Grande objected, and she used a musical analogy to describe her character’s disposition:
It’s just, there’s a time and a place and it’s not with Glinda, because she claps on one and three — and that’s OK — but we do have to be in character, and she doesn’t have that kind of rhythm.
This reminded me that Jason Isbell’s song “Last of My Kind” laments “Everybody clappin’ on the one and three.”
Of course, popular music generally has four beats to a measure, and clapping on the second and fourth beats — the backbeat — is commonly preferred as the hip and soulful way to keep time.
There’s a famous clip of Harry Connick Jr. suffering through an audience clapping on the one and the three — until he ingeniously throws in an extra beat to trick them onto the right track.

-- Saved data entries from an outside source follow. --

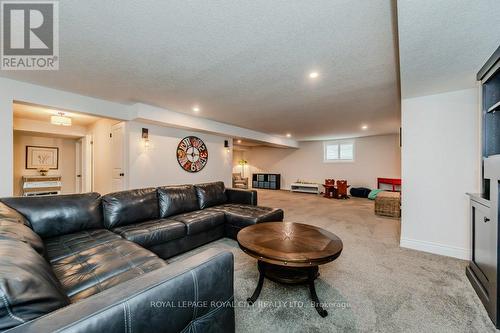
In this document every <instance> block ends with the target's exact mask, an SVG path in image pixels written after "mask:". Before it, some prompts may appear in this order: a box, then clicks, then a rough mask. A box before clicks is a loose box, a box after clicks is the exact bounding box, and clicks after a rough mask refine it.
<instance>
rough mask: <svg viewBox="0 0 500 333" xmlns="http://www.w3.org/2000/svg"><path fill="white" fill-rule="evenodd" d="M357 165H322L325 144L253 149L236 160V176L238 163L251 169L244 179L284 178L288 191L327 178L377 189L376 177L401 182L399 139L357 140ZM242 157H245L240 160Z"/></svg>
mask: <svg viewBox="0 0 500 333" xmlns="http://www.w3.org/2000/svg"><path fill="white" fill-rule="evenodd" d="M354 141H355V145H356V146H355V157H354V158H355V161H354V162H338V163H324V162H323V141H305V142H300V143H299V148H298V149H282V148H267V147H254V148H251V149H248V150H246V151H244V152H242V153H239V154H241V155H239V156H238V158H235V160H234V161H233V164H234V165H233V167H234V171H235V172H241V166H238V165H237V162H238V159H241V158H245V159H246V160H247V161H248V165H247V167H246V169H245V176H249V175H251V174H252V173H254V172H275V173H280V174H281V179H282V180H281V187H282V188H283V189H289V188H290V184H291V183H293V182H295V181H297V179H300V180H305V181H312V182H317V183H323V182H324V180H325V179H326V178H334V179H347V181H348V182H349V184H350V185H351V186H365V187H369V188H375V187H376V185H377V177H388V178H400V172H401V171H400V148H399V135H396V134H391V135H379V136H370V137H363V138H357V139H354ZM240 156H242V157H240Z"/></svg>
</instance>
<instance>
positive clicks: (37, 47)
mask: <svg viewBox="0 0 500 333" xmlns="http://www.w3.org/2000/svg"><path fill="white" fill-rule="evenodd" d="M0 8H1V9H0V10H1V11H0V14H1V16H0V20H1V43H0V44H1V54H0V58H1V59H0V60H1V62H0V69H2V70H58V69H59V3H58V2H57V1H0Z"/></svg>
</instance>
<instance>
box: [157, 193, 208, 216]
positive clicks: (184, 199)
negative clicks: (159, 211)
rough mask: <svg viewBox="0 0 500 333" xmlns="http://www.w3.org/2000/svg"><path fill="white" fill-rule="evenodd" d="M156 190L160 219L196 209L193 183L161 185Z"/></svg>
mask: <svg viewBox="0 0 500 333" xmlns="http://www.w3.org/2000/svg"><path fill="white" fill-rule="evenodd" d="M157 190H158V204H159V206H160V218H162V219H164V218H166V217H169V216H172V215H177V214H182V213H187V212H192V211H194V210H197V209H198V199H197V197H196V190H195V188H194V186H193V185H179V186H163V187H159V188H157Z"/></svg>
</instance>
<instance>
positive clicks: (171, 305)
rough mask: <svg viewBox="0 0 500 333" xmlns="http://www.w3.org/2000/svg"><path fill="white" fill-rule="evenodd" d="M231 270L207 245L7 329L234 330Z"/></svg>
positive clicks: (76, 331)
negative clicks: (111, 286) (75, 301)
mask: <svg viewBox="0 0 500 333" xmlns="http://www.w3.org/2000/svg"><path fill="white" fill-rule="evenodd" d="M233 270H234V259H233V254H232V253H231V252H228V251H225V252H220V251H218V250H216V249H210V250H207V251H204V252H202V253H200V254H198V255H194V256H192V257H189V258H187V259H185V260H181V261H178V262H174V263H172V264H169V265H167V266H166V267H163V268H160V269H158V270H155V271H153V272H150V273H147V274H144V275H143V276H141V277H138V278H136V279H133V280H130V281H127V282H124V283H122V284H119V285H117V286H115V287H113V288H110V289H107V290H105V291H102V292H101V293H99V294H97V295H94V296H91V297H89V298H87V299H84V300H82V301H79V302H77V303H74V304H71V305H69V306H67V307H64V308H62V309H59V310H57V311H54V312H52V313H50V314H48V315H46V316H43V317H40V318H38V319H35V320H33V321H30V322H28V323H26V324H22V325H20V326H17V327H15V328H13V329H11V330H8V331H6V332H9V333H21V332H23V333H30V332H33V333H35V332H37V333H43V332H54V331H57V332H71V333H75V332H82V333H83V332H86V333H94V332H95V333H98V332H106V333H114V332H136V333H137V332H144V333H146V332H155V331H164V332H180V331H187V332H234V330H235V322H234V307H233V297H234V289H233Z"/></svg>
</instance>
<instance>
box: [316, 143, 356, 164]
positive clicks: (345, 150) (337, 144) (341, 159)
mask: <svg viewBox="0 0 500 333" xmlns="http://www.w3.org/2000/svg"><path fill="white" fill-rule="evenodd" d="M323 145H324V158H323V161H324V162H325V163H329V162H354V140H342V141H325V142H324V144H323Z"/></svg>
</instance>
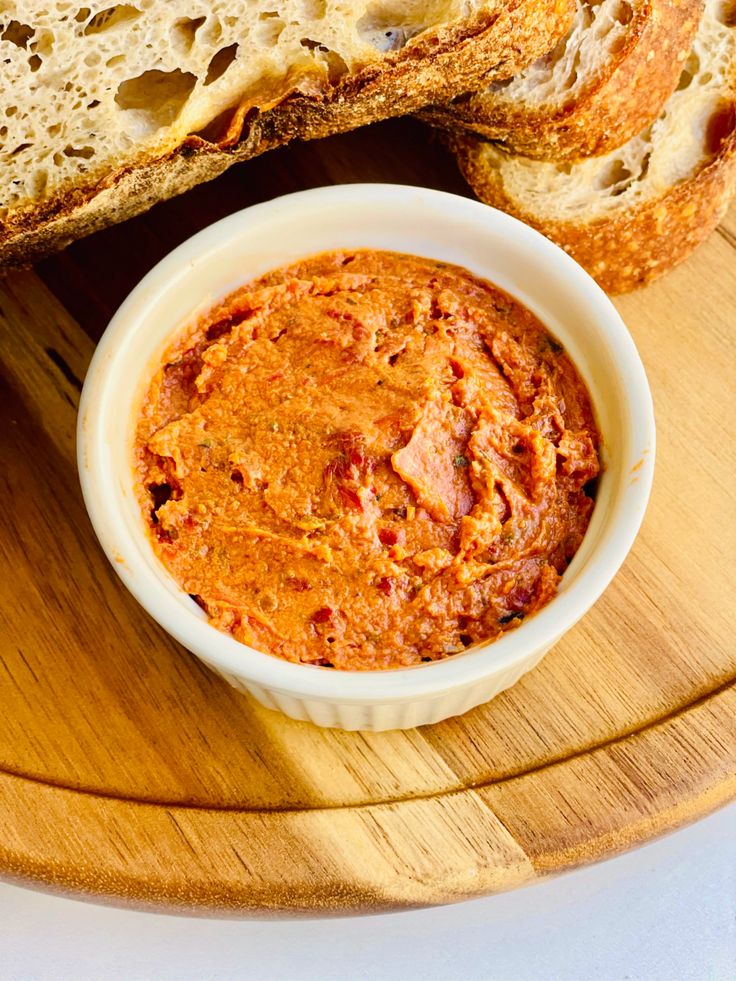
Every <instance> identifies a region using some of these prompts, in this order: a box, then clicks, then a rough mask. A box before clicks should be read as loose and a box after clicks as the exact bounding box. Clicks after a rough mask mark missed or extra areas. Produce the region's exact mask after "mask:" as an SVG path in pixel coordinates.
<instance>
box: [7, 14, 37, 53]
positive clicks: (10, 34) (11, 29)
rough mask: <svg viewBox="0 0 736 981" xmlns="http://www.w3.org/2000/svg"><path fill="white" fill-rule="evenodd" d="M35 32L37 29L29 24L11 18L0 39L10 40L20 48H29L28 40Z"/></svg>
mask: <svg viewBox="0 0 736 981" xmlns="http://www.w3.org/2000/svg"><path fill="white" fill-rule="evenodd" d="M3 6H4V4H3ZM35 33H36V32H35V30H34V29H33V28H32V27H29V26H28V24H21V22H20V21H19V20H11V21H10V23H9V24H8V26H7V27H6V28H5V29H4V30H3V32H2V34H0V39H2V40H3V41H10V43H11V44H15V45H16V46H17V47H19V48H27V47H28V42H29V41H30V40H31V38H32V37H33V35H34V34H35Z"/></svg>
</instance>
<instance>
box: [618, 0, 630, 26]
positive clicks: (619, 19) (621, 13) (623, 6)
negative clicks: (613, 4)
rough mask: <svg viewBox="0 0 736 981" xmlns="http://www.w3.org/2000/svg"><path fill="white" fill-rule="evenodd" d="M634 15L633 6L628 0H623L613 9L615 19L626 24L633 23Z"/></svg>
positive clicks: (620, 22) (625, 24)
mask: <svg viewBox="0 0 736 981" xmlns="http://www.w3.org/2000/svg"><path fill="white" fill-rule="evenodd" d="M633 16H634V11H633V10H632V8H631V4H630V3H627V2H626V0H621V3H619V4H617V5H616V9H615V10H614V11H613V19H614V20H615V21H616V22H617V23H619V24H623V25H624V26H625V25H626V24H630V23H631V19H632V17H633Z"/></svg>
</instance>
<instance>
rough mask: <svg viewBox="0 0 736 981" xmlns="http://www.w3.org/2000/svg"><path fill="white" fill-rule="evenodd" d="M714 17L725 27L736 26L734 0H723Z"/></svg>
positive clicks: (735, 11) (735, 5) (734, 1)
mask: <svg viewBox="0 0 736 981" xmlns="http://www.w3.org/2000/svg"><path fill="white" fill-rule="evenodd" d="M716 18H717V19H718V20H719V21H720V22H721V23H722V24H725V25H726V27H736V2H735V0H725V3H723V4H722V6H721V9H720V10H719V11H718V13H717V14H716Z"/></svg>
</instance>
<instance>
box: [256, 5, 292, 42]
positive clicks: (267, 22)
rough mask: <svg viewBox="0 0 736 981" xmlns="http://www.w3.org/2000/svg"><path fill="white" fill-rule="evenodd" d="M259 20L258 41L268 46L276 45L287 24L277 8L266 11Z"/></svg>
mask: <svg viewBox="0 0 736 981" xmlns="http://www.w3.org/2000/svg"><path fill="white" fill-rule="evenodd" d="M258 20H259V25H258V41H259V42H260V43H261V44H263V45H265V46H266V47H268V48H274V47H276V45H277V44H278V41H279V38H280V37H281V33H282V31H283V30H284V28H285V27H286V24H285V23H284V22H283V20H281V18H280V17H279V15H278V14H277V13H276V11H275V10H268V11H264V13H262V14H259V15H258Z"/></svg>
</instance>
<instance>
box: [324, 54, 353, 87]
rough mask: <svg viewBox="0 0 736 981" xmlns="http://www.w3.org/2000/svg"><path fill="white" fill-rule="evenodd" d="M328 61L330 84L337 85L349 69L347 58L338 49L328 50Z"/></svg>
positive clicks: (327, 68) (325, 60) (327, 54)
mask: <svg viewBox="0 0 736 981" xmlns="http://www.w3.org/2000/svg"><path fill="white" fill-rule="evenodd" d="M325 61H326V62H327V79H328V81H329V83H330V85H336V84H337V83H338V82H339V81H340V79H341V78H342V77H343V75H345V74H346V73H347V72H348V71H349V69H348V65H347V62H346V61H345V59H344V58H343V57H342V56H341V55H339V54H338V53H337V51H328V52H327V53H326V55H325Z"/></svg>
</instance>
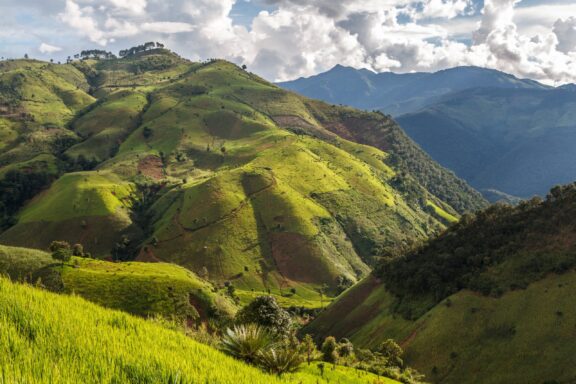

But actually, as Ariana Grande suggested, clapping one way or the other is not necessarily “right” or “wrong” — it just establishes a certain vibe that may or may not be in keeping with the feeling the musicians want to evoke.
This led me to an outstanding tutorial by Aimee Nolte which goes into the deeper and subtler aspects of this debate — including the example of Elton John’s “Bennie and the Jets” as groovy 1 & 3 clapping.
And I will add that, although clapping on the one and three is often associated with unhip white people, “Bennie and the Jets” was a big hit on R&B radio and got Elton John onto Soul Train.
The Lady Eve (1941)
Saturday night my mom and I ate carryout from Café Zupas and she chose The Lady Eve — currently streaming on The Criterion Channel — from the list of movie suggestions I had prepared. Neither of us had seen it previously.
This exemplary “screwball comedy” directed by Preston Sturges stars Barbara Stanwyck as one of a trio of card sharps who have boarded an ocean liner intending to take famous ale heir and snake aficionado Henry Fonda for all they can.
It’s kooky and even corny at moments, but I completely enjoyed it. Fonda is perfect as the naive and self-righteous chump. Stanwyck is a lightning bolt as his tormentor. I was in love with her within two or three minutes and she sustained her spell to the end.
Mom liked it too — although the dialog was fast enough that we had to back up a couple of times to make sure we caught it all.